1. Shown below is a picture of a Go-Kart which weighs 300# (with the rider), distributed with 60% of the weight on the rear axle and 40% on the front axle. The Go-Kart is powered by a gasoline engine that drives the rear axle via a chain drive and a 10” diameter sprocket. (Note: In chain drives, the loose side tension is assumed to be zero.) The rear axle supports the chassis on two bearings. The tires on the Go-Kart are 12” in diameter.
Suppose the Go-Kart wants to accelerate from 0 to 35MPH in ≤50 ft. If the tires don’t skid or spin, design the rear axle (i.e., specify dimensions) for a factor of safety ≥2.0 using the Von Mises criteria for static failure. To minimize weight and inertia, the axle should be made from a stock tube size and material rather than being solid (provide a reference for the size and material you select). The locations of the components on the rear axle are shown below.

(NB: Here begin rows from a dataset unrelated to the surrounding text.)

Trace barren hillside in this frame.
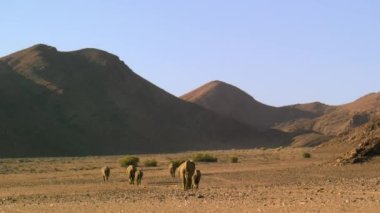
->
[0,45,281,157]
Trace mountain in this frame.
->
[181,81,380,146]
[180,81,330,130]
[0,44,284,157]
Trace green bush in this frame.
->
[302,152,311,158]
[144,159,157,167]
[230,156,239,163]
[193,153,218,162]
[120,156,140,167]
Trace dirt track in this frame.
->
[0,148,380,212]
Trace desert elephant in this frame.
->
[136,169,144,185]
[100,166,111,182]
[169,163,177,178]
[192,169,202,189]
[127,165,136,184]
[178,160,195,190]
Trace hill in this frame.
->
[181,81,380,146]
[181,81,330,130]
[0,44,282,157]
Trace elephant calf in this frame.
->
[127,165,136,184]
[192,169,202,189]
[100,166,111,182]
[136,169,144,185]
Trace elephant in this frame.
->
[192,169,202,189]
[127,165,136,184]
[100,166,111,182]
[178,160,195,190]
[135,169,144,185]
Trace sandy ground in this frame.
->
[0,148,380,213]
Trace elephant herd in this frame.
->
[100,160,201,190]
[169,160,201,190]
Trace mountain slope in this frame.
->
[0,45,281,157]
[181,81,329,130]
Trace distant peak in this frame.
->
[27,44,57,52]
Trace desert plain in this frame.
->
[0,147,380,212]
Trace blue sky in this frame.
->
[0,0,380,106]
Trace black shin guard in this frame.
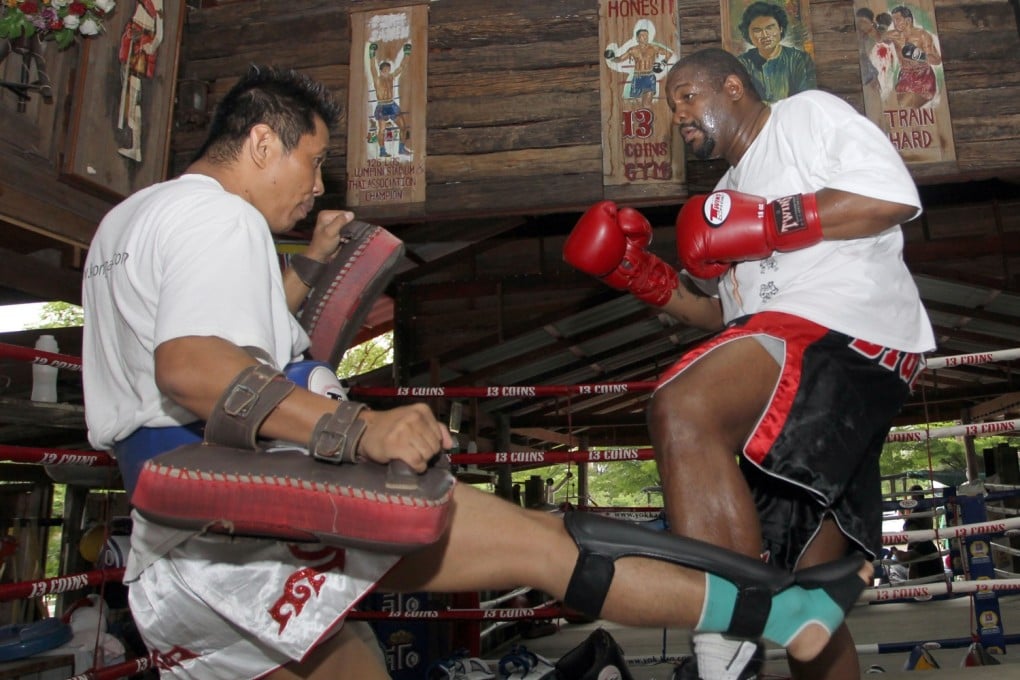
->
[563,512,864,638]
[563,512,794,633]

2.Shown below is a traffic sign mounted to a pole. The pole is 4.50” OD x .237” wall thickness with Sut=70 ksi and Sy = 50 ksi. Other dimensions are shown below. You may assume that the vertical and horizontal portions of the pole have uniform dimensions with density = 0.3#/in3, E = 30×106 psi, G = 11.5×106 psi.
a. If the wind produces a load of 200# acting in the center of the sign, what is the factor of safety for the pole design based on the maximum shear stress failure criteria?
b. Using Castigliano’s method, determine the movement of the sign in the direction of the wind load.